In particular, NBU and Mikrokreditbank each dropped six positions. Invest Finance Bank lost four positions, while Orient Finance Bank, Ipoteka Bank and Agrobank each slipped two places. Ipak Yo‘li Bank and Xalq Bank showed more moderate declines of one position each.
Mikrokreditbank’s six-position fall was driven by a marked deterioration in capital adequacy (–10 pts) and asset quality (–6 pts).
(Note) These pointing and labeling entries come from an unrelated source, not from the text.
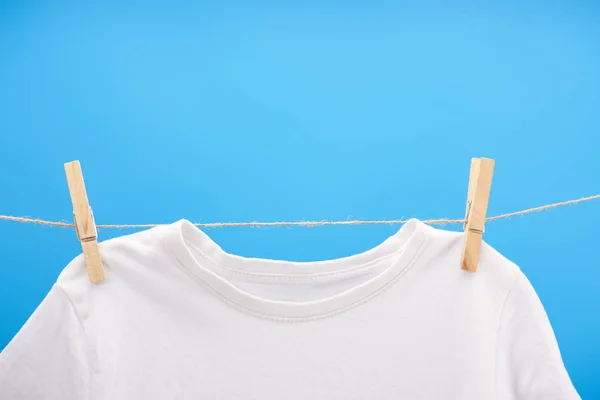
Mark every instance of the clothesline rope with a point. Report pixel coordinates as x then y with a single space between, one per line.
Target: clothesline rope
307 223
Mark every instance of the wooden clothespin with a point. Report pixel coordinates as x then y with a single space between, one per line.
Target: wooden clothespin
480 183
84 222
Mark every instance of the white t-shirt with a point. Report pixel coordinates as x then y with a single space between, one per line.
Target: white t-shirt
179 318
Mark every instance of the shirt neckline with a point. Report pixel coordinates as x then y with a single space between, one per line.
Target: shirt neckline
212 265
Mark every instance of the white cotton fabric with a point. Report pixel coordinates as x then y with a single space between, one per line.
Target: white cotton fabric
180 318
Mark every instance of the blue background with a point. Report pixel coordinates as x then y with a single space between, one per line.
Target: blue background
306 111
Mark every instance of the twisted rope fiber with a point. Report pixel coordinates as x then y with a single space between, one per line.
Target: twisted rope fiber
309 223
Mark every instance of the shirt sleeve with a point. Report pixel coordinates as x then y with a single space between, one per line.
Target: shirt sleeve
47 357
529 363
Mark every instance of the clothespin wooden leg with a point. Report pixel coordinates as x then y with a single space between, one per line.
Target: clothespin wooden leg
84 222
480 183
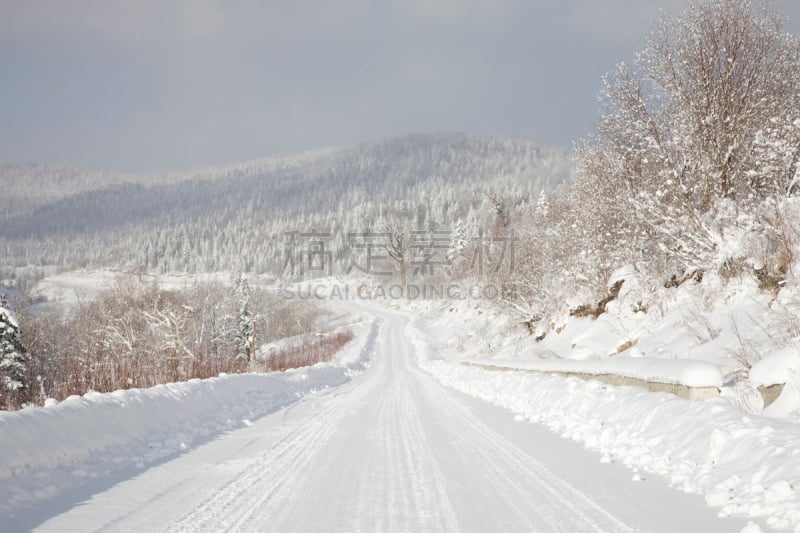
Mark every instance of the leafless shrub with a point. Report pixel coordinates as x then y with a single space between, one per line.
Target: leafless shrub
138 335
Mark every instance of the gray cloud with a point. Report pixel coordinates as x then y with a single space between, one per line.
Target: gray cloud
151 84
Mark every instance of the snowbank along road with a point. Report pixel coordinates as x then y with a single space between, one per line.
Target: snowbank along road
392 450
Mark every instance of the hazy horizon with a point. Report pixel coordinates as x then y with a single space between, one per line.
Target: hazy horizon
156 87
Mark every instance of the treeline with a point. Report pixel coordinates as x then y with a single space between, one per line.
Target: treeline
139 335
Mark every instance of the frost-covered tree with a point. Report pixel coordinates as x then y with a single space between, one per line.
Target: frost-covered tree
13 358
245 340
698 134
458 240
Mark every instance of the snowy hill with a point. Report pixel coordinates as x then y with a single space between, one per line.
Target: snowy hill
149 221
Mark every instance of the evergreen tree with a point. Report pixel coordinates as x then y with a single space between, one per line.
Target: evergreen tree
13 358
246 325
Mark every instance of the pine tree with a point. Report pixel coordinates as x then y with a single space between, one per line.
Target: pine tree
246 325
13 358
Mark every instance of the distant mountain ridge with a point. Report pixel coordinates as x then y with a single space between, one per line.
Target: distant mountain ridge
63 215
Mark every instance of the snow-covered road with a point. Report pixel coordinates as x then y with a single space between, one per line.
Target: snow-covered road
392 450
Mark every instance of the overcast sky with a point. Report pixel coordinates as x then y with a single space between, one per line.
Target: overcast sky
151 84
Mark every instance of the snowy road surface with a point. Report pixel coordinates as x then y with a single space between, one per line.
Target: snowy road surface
393 450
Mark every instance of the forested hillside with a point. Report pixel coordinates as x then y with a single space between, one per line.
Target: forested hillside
235 217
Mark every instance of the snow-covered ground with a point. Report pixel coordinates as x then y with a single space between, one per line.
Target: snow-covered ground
391 450
744 464
417 437
49 451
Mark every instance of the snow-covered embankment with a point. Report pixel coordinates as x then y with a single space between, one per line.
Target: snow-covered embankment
47 450
744 464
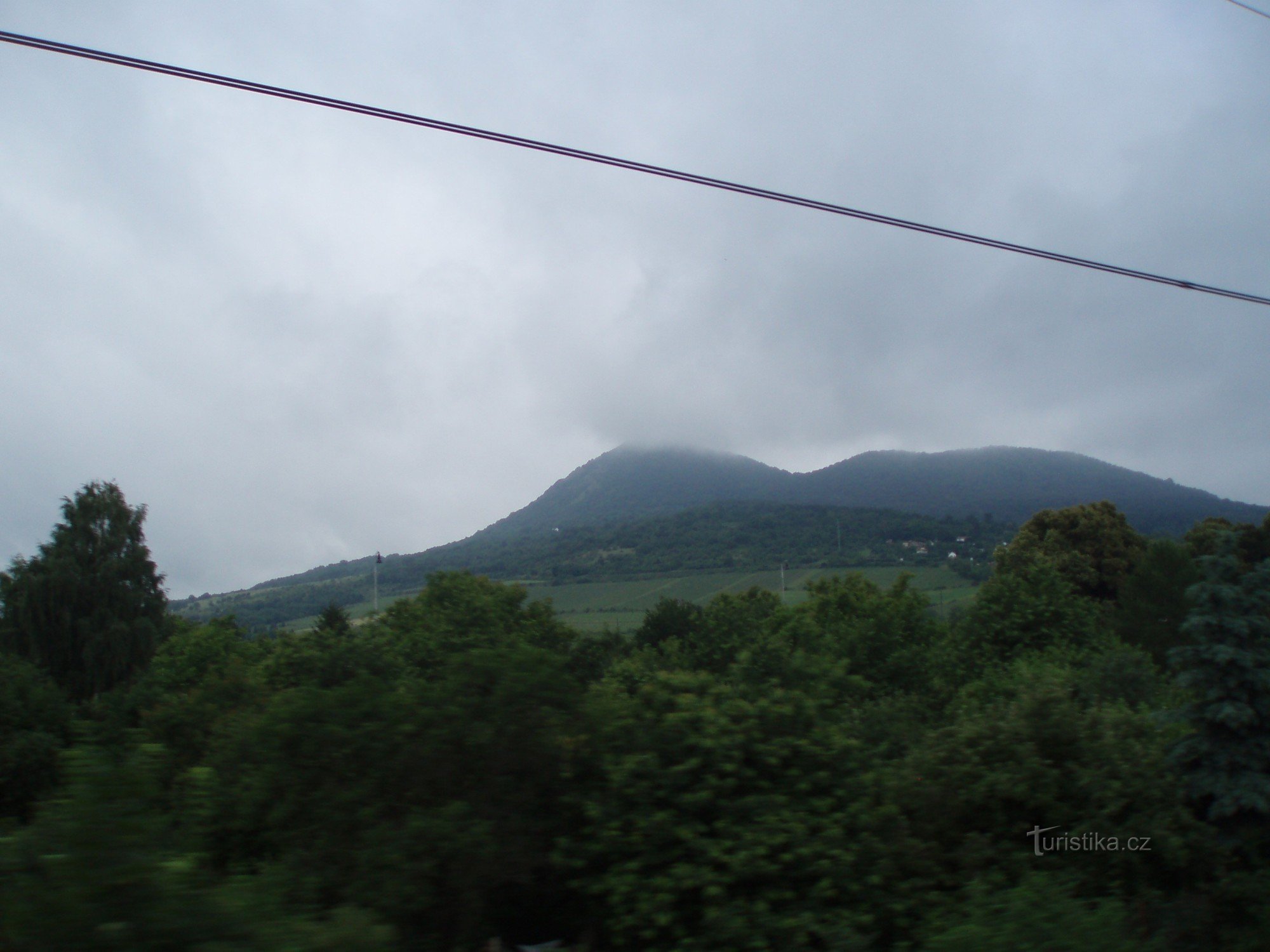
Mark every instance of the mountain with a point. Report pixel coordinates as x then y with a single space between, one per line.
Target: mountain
641 510
636 482
1010 483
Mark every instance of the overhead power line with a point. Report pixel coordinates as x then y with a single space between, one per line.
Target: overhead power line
412 120
1253 10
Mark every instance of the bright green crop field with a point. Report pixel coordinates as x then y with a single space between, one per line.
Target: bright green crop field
599 606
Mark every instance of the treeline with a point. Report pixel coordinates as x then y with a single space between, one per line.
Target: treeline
1080 761
719 536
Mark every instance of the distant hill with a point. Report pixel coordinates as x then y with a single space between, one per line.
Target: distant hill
632 482
669 510
718 536
1012 483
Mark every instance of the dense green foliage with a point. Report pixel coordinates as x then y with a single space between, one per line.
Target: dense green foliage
850 772
90 609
Such shifts underscore the need to strengthen internal financial resilience and adopt a more balanced risk-management strategy.
Assessment of the Sustainability and Efficiency of Uzbekistan’s Banking Sector
Across a number of indicators characterizing sustainability and operational efficiency, large market participants saw negative dynamics in Q1 2025.
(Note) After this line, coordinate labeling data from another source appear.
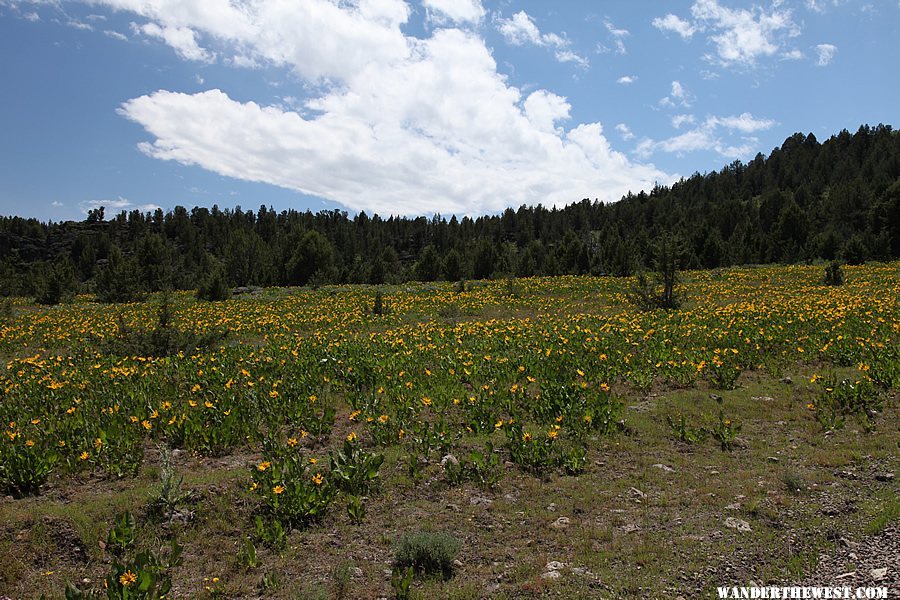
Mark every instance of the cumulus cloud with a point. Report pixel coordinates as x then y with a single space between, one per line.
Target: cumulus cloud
740 36
826 53
521 30
678 96
674 23
454 11
434 128
618 37
625 131
182 39
708 136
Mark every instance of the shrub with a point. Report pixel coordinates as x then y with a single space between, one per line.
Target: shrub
163 340
214 287
834 274
427 552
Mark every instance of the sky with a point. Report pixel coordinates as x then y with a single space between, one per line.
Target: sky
417 107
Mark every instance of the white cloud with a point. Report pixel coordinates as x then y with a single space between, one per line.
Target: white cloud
708 136
740 36
674 23
316 38
114 206
679 120
679 96
745 123
826 53
116 35
454 11
520 30
544 108
618 36
626 133
439 132
182 39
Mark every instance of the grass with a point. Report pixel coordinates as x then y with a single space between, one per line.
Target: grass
669 536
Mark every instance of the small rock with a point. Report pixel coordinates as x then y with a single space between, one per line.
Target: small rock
551 575
738 524
636 493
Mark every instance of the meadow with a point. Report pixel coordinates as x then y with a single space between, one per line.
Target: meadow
293 442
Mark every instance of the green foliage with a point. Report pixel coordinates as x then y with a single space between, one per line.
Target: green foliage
353 470
401 580
141 575
660 292
844 398
427 552
25 461
163 340
166 499
684 432
214 287
119 279
379 307
481 467
834 274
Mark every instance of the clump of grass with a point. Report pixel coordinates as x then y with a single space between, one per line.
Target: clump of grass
794 482
164 339
427 552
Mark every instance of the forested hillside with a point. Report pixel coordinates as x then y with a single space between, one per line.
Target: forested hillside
806 200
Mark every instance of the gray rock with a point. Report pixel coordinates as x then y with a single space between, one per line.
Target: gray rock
739 524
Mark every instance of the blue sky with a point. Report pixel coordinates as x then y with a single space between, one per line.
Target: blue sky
418 106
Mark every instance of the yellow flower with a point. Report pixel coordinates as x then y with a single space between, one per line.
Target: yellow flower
127 578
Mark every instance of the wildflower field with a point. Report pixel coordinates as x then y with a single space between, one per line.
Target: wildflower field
281 443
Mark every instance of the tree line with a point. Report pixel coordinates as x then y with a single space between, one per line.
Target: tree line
806 200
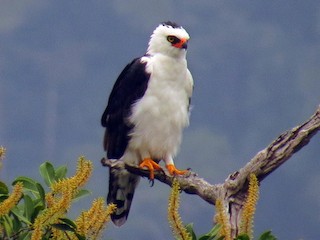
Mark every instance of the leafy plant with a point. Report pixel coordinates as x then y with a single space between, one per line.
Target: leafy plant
31 212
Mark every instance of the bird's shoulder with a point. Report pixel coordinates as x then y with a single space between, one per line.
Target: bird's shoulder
130 85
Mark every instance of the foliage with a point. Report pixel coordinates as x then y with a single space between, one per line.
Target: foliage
30 212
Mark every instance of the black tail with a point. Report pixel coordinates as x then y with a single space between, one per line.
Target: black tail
121 190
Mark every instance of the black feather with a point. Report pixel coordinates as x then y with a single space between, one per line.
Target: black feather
129 87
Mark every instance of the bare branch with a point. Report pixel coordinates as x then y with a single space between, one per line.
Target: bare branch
234 190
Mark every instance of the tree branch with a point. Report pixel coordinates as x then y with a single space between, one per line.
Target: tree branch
233 191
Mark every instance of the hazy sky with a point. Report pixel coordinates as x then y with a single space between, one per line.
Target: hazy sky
256 70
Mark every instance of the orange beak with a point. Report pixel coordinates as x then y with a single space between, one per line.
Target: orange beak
182 44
In financial intermediation (loans-to-deposits ratio, obligations to other banks and to state bodies), Turon Bank registered the sharpest drop (–8 positions). Asaka Bank and Business Development Bank each fell by two positions.
In financial inclusion (clients per branch, loan concentration, and private-sector lending volume), the steepest decline was at Trast Bank (–5 positions), followed by Asia Alliance Bank, Invest Finance Bank and Ipak Yo‘li Bank (–4 positions each).
Asset quality remains a key focus. By return on assets (ROA) and non-performing-loan (NPL) share, Ipoteka Bank stays in the bottom 20 of the ranking. Mikrokreditbank (–6 positions) and Business Development Bank (–5) also saw large drops, while Kapitalbank, Trast Bank, Turon Bank and Agrobank each fell by three positions. These changes signal persistent pressure on asset quality, requiring measures to bolster credit-portfolio resilience and risk management.
Profitability and operational-efficiency indicators also showed downward trends. In profitability (net interest income vs. interest expenses, non-interest-income share), Agrobank fell into the bottom 20. Negative adjustments also affected Xalq Bank (–3), Aloqa Bank, SQB, Turon Bank and Asaka Bank (–2 each).
In management efficiency (profit per employee, operating expenses, non-interest-income scale), Asaka Bank led the declines (–7), followed by Invest Finance Bank (–6), and Trast Bank and Xalq Bank (–4 each). Mikrokreditbank dropped four positions, placing it in the bottom 20 for this component.
In liquidity (highly liquid-asset ratio, LCR, NSFR), Turon Bank fell four positions into the bottom 20. Notable declines were also seen at Aloqa Bank (–7) and NBU (–5).
Following this reassessment, four banks — Saderat Bank, Uzum Bank, Apex Bank and Smart Bank — were reclassified as small financial organizations.
Among Uzbekistan’s 15 small banks in Q1 2025, seven improved their standings; the only bank to lose a position was Octobank.
The best result came from Hayot Bank, which climbed eight places to rank second among small banks. Also in the leaders were TBC — which improved on key metrics such as intermediation, asset quality, management and profitability to place third — and Universal Bank, which retained first place by enhancing its financial-intermediation and profitability figures.
By capital-adequacy, UzKDB Bank improved by five points and Garant Bank by one. Other small banks showed declines in this indicator, emphasizing the need to further strengthen capitalization and resilience.